Use of SGLT2 inhibitors, as compared with GLP-1 receptor agonists, was not associated with a statistically significant increase in risk of bladder cancer (adjusted HR 0.88 [95% CI 0.59–1.31]) or renal cancer (adjusted HR 1.09 [95% CI 0.73–1.63]). In additional analyses, the adjusted HR did not increase with time since cohort entry. In several sensitivity analyses, including those with adjustment for additional variables such as smoking and glycated hemoglobin, the findings did not differ materially from those of the main analyses.

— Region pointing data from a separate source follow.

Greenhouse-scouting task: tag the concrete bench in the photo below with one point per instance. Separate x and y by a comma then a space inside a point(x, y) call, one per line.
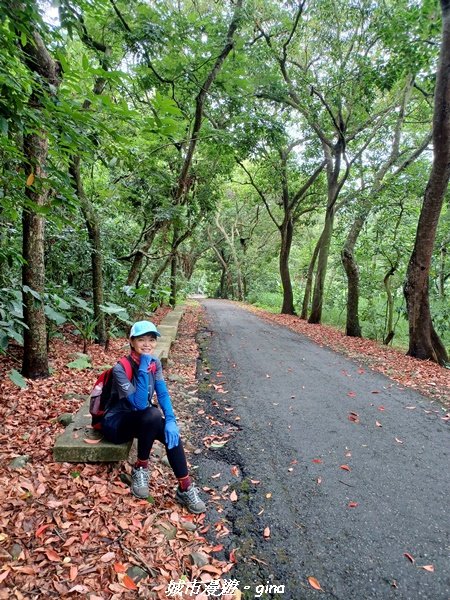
point(71, 446)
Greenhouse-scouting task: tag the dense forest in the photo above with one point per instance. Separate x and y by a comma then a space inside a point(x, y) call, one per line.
point(290, 154)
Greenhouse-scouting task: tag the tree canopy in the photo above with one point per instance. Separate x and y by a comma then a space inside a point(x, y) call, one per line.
point(272, 152)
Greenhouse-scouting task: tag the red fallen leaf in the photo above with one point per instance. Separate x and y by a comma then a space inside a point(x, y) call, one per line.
point(108, 557)
point(53, 556)
point(4, 575)
point(73, 572)
point(314, 583)
point(127, 582)
point(40, 530)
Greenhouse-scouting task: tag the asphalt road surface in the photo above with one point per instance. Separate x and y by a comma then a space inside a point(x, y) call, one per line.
point(306, 412)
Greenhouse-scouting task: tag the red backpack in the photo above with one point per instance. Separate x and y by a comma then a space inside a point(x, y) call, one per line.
point(101, 392)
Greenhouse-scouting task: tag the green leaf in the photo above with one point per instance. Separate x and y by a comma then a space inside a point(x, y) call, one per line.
point(79, 363)
point(55, 316)
point(28, 290)
point(17, 378)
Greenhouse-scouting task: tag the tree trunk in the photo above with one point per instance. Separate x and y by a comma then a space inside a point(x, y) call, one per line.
point(389, 306)
point(424, 342)
point(309, 280)
point(286, 231)
point(35, 358)
point(139, 256)
point(173, 280)
point(322, 262)
point(352, 327)
point(40, 62)
point(93, 228)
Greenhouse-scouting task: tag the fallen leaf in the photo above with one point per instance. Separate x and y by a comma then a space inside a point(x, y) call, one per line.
point(40, 530)
point(53, 556)
point(429, 568)
point(4, 575)
point(314, 583)
point(127, 582)
point(120, 568)
point(108, 557)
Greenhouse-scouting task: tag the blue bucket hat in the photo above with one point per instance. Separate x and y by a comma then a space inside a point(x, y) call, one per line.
point(142, 328)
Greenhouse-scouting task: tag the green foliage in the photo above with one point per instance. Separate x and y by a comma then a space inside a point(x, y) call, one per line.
point(17, 379)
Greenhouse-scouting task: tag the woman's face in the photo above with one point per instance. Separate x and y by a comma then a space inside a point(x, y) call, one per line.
point(144, 344)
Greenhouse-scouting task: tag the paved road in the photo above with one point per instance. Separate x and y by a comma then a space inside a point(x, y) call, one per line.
point(295, 401)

In this cohort study including almost 150,000 patients from nationwide registers in three countries, use of SGLT2 inhibitors was not associated with an increased risk of bladder cancer or renal cancer. The upper limits of the CIs were inconsistent with a relative risk increase of >31% for bladder cancer and 63% for renal cancer.